In conjunction with the picking device, the resources or characteristics of workers must also be considered. A crucial resource of a picker (or selector) is the worker’s hands. Pick-to-light systems and RF systems rely on the worker’s eyes. Voice systems rely on the worker’s ears and memory. Visual information is captured as needed by a worker—the worker may select relevant information as needed. Aural information is “lost” if not captured by a worker and must be re-requested. Another characteristic of humans is that their individual speech is subject to change. These factors need consideration in evaluation of a human interface.

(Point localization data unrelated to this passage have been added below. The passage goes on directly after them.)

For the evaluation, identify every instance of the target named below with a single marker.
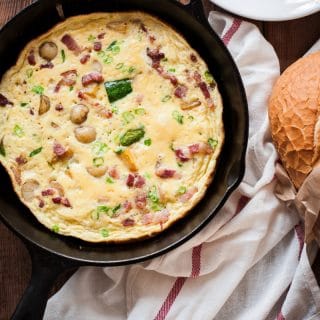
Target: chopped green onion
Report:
(104, 233)
(118, 150)
(177, 116)
(38, 90)
(153, 194)
(99, 148)
(119, 66)
(127, 116)
(118, 89)
(18, 131)
(29, 73)
(182, 190)
(108, 59)
(63, 56)
(140, 111)
(98, 162)
(212, 142)
(132, 136)
(35, 152)
(55, 228)
(148, 142)
(166, 98)
(109, 180)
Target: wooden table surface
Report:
(290, 39)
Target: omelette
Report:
(110, 127)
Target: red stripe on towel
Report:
(232, 30)
(196, 261)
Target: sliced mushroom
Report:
(129, 160)
(85, 134)
(79, 113)
(187, 105)
(44, 105)
(48, 50)
(97, 172)
(56, 185)
(118, 26)
(29, 188)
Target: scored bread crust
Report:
(294, 109)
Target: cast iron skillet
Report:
(51, 253)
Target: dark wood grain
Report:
(290, 39)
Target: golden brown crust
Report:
(294, 117)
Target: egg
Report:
(110, 127)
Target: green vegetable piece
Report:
(29, 73)
(127, 116)
(38, 90)
(35, 152)
(109, 180)
(104, 233)
(132, 136)
(2, 149)
(148, 142)
(63, 56)
(18, 131)
(166, 98)
(177, 116)
(55, 228)
(119, 66)
(212, 142)
(118, 89)
(153, 195)
(98, 162)
(182, 190)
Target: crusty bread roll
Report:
(294, 112)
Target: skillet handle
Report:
(45, 269)
(195, 8)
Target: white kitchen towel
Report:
(242, 264)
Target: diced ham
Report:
(189, 194)
(93, 77)
(31, 58)
(84, 59)
(127, 205)
(181, 91)
(21, 160)
(130, 180)
(101, 35)
(166, 173)
(156, 56)
(4, 101)
(139, 181)
(204, 88)
(161, 216)
(193, 57)
(66, 202)
(147, 218)
(183, 155)
(141, 201)
(48, 192)
(113, 172)
(128, 222)
(71, 44)
(97, 46)
(48, 65)
(59, 150)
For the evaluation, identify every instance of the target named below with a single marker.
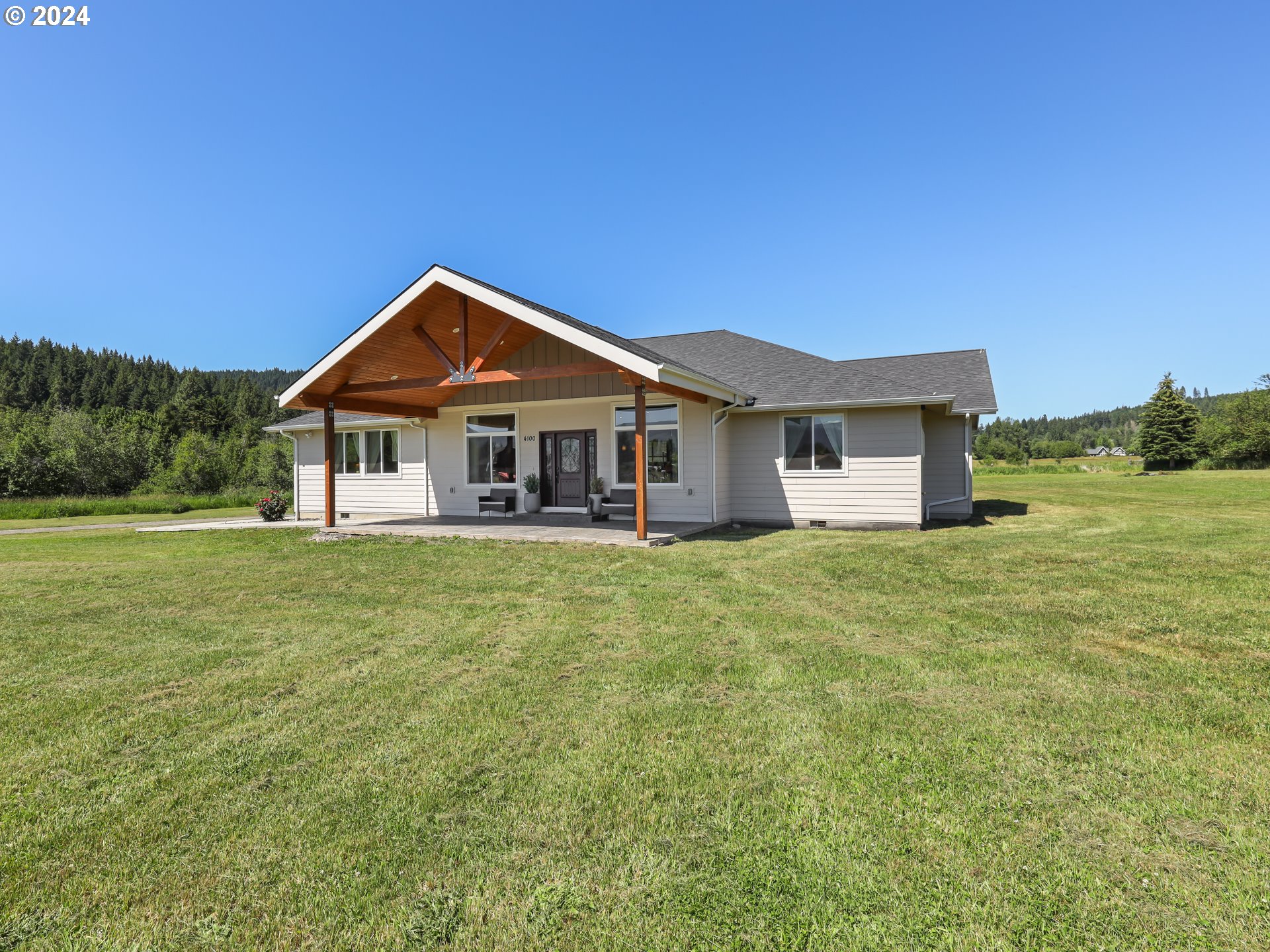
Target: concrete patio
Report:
(539, 527)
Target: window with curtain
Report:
(814, 444)
(349, 454)
(491, 450)
(663, 444)
(381, 452)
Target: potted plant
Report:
(532, 498)
(597, 494)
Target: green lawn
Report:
(1048, 730)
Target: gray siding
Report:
(944, 466)
(402, 495)
(882, 484)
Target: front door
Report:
(571, 469)
(568, 460)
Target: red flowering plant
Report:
(272, 507)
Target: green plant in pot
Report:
(532, 498)
(597, 494)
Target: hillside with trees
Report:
(1223, 429)
(105, 423)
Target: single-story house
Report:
(458, 387)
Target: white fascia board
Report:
(440, 276)
(839, 404)
(683, 379)
(343, 426)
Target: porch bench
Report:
(499, 500)
(619, 502)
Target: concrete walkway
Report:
(83, 527)
(523, 528)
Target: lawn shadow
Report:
(984, 509)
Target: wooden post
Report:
(462, 337)
(328, 438)
(640, 463)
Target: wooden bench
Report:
(619, 502)
(499, 500)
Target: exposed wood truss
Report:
(318, 401)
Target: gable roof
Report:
(963, 374)
(722, 364)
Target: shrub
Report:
(272, 508)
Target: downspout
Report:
(967, 494)
(714, 460)
(295, 476)
(427, 470)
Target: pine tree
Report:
(1170, 426)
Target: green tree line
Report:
(1173, 427)
(103, 423)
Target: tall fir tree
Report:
(1170, 426)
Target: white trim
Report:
(437, 274)
(814, 473)
(516, 447)
(621, 403)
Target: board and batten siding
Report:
(944, 463)
(544, 350)
(365, 495)
(882, 485)
(446, 454)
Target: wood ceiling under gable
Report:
(396, 350)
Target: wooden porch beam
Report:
(436, 349)
(491, 344)
(640, 463)
(570, 370)
(353, 405)
(462, 334)
(630, 380)
(328, 442)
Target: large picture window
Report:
(349, 454)
(381, 452)
(491, 450)
(814, 444)
(663, 444)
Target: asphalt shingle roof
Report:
(962, 372)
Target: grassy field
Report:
(1046, 730)
(228, 513)
(168, 503)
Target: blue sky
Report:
(1080, 188)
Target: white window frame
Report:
(361, 454)
(813, 474)
(679, 434)
(516, 444)
(366, 455)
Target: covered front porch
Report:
(524, 527)
(488, 389)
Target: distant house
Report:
(458, 387)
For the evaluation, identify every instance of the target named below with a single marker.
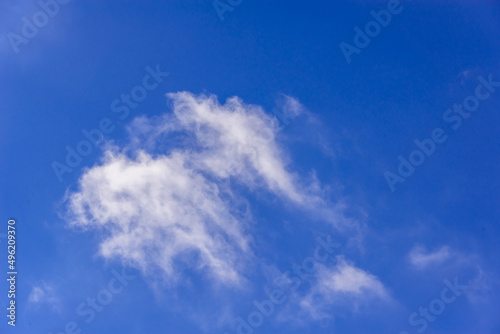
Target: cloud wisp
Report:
(168, 200)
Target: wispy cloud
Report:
(169, 199)
(43, 294)
(421, 259)
(343, 285)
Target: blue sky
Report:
(241, 183)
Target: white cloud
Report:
(345, 286)
(43, 294)
(421, 259)
(166, 200)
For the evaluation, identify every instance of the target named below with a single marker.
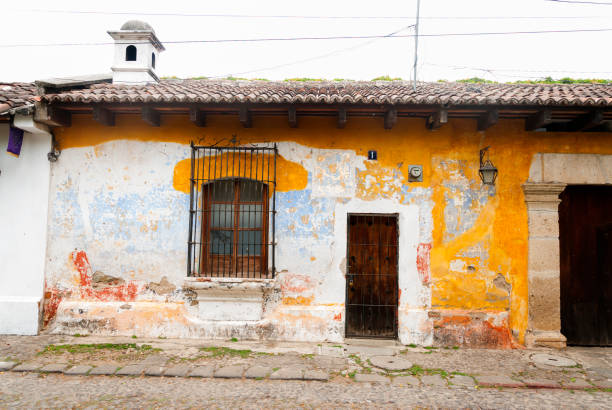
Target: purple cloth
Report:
(15, 140)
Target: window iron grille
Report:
(232, 210)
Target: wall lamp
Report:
(487, 171)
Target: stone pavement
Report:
(355, 362)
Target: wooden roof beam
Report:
(52, 116)
(150, 116)
(197, 116)
(245, 117)
(538, 120)
(586, 121)
(104, 116)
(342, 117)
(292, 114)
(437, 119)
(390, 118)
(488, 119)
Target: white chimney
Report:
(136, 52)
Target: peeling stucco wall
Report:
(118, 200)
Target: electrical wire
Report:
(588, 3)
(253, 40)
(518, 70)
(306, 17)
(329, 54)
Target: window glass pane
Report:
(250, 216)
(222, 216)
(249, 243)
(221, 242)
(222, 191)
(251, 191)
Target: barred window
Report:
(231, 232)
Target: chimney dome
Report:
(136, 52)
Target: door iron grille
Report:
(372, 276)
(232, 210)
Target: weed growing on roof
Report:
(303, 79)
(386, 78)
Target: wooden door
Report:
(371, 280)
(585, 237)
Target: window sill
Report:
(229, 299)
(208, 282)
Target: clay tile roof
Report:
(15, 95)
(331, 92)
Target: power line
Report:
(589, 3)
(306, 17)
(329, 54)
(517, 70)
(253, 40)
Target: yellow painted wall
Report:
(500, 228)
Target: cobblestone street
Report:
(32, 390)
(115, 372)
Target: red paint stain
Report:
(53, 297)
(423, 266)
(125, 292)
(295, 284)
(81, 263)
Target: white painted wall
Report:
(24, 193)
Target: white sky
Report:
(578, 55)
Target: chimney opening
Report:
(130, 53)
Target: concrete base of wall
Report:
(19, 315)
(545, 339)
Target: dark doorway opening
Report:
(585, 239)
(371, 280)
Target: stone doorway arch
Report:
(549, 174)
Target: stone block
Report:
(131, 370)
(53, 368)
(177, 371)
(371, 378)
(433, 380)
(543, 255)
(543, 224)
(257, 372)
(27, 367)
(544, 304)
(498, 381)
(462, 381)
(317, 375)
(332, 351)
(551, 338)
(6, 366)
(370, 350)
(392, 363)
(202, 371)
(230, 372)
(78, 370)
(104, 370)
(572, 169)
(541, 384)
(406, 381)
(578, 384)
(154, 371)
(287, 373)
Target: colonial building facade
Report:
(449, 213)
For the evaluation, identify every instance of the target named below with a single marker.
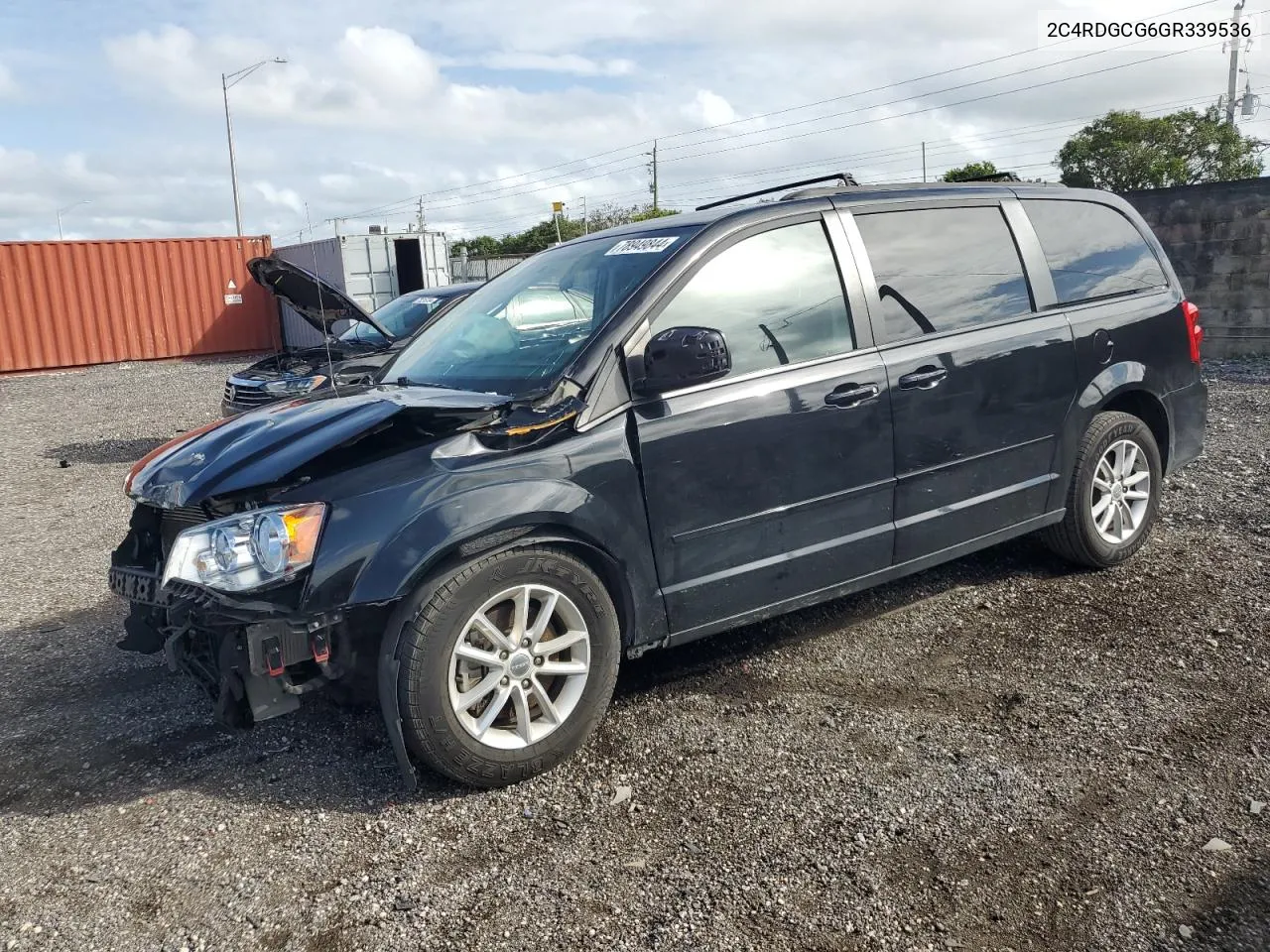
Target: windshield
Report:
(402, 317)
(515, 334)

The following table compares the three systems based on several features of high relevance in fulfillment systems (1 is not so good, 2 is good, 3 is excellent):

VDP RFP PTL
Pick Productivity in High Density Areas 2 2 3
Pick Productivity in Low Density Areas 2 3 1
Freedom to use both hands 3 1 3
Ability to get directions 2 2 3
Providing completion information 2 3 3
Initial system “training” 1 3 3
Simultaneous work at same location 3 3 1
Dependence on selector’s memory 1 3 3
Far distance identification of next location 2 3 1
Last-steps identification of next location 1 2 3
Reduction of pick errors 2 3 2
Correction of errors 2 3 1
Battery replacement 1 1 3

None of the compared systems directly reduce walking. The factors that affect productivity are related to the picking tasks once the worker is at the next pick location. However, in identifying pick locations, PTL becomes the best choice in high-density areas while RFP is the best choice for long travel distances. Walk reduction strategies (i.e.: batching or clustering) are not within the scope of this paper.

Some “trained” voice systems have problems dealing with workers not speaking normally (i.e.: workers with colds). Often these systems require re-training of the worker’s terminal.

In pick-to-light systems, selectors validate the pick by pushing confirm buttons. In voice systems, selectors read back check-strings. Long check strings negatively impact productivity. Short strings could create accuracy problems.

It is becoming common practice for voice systems dealing with long check strings and/or noisy backgrounds to provide workers with hand held scanners for product validation. Such a system is a hybrid of RFP and VDP and should be named “Voice Assisted Picking”. Regretfully, the primary VDP benefit of total availability of the worker’s hands is negated in these systems.

Low lighting environment pick areas can be problematic for RFP systems while noisy environments are normally not suitable for VDP systems.

The price of pick-to-light systems increases with the number of pick locations and it is independent of the number of workers. On the other hand, the price of VDP and RFP systems increases with the number of workers and it is independent of the number of locations.

A Final Note on Dynamic Optimization

Each of the considered technologies has the inherent capability of allowing real time decisions to direct the workflow. It is only through dynamic optimization that any of the systems can reach their full potential. Although not part of the consideration for selecting a human interface for the picking operation, dynamic optimization is the icing on the cake of the picking process.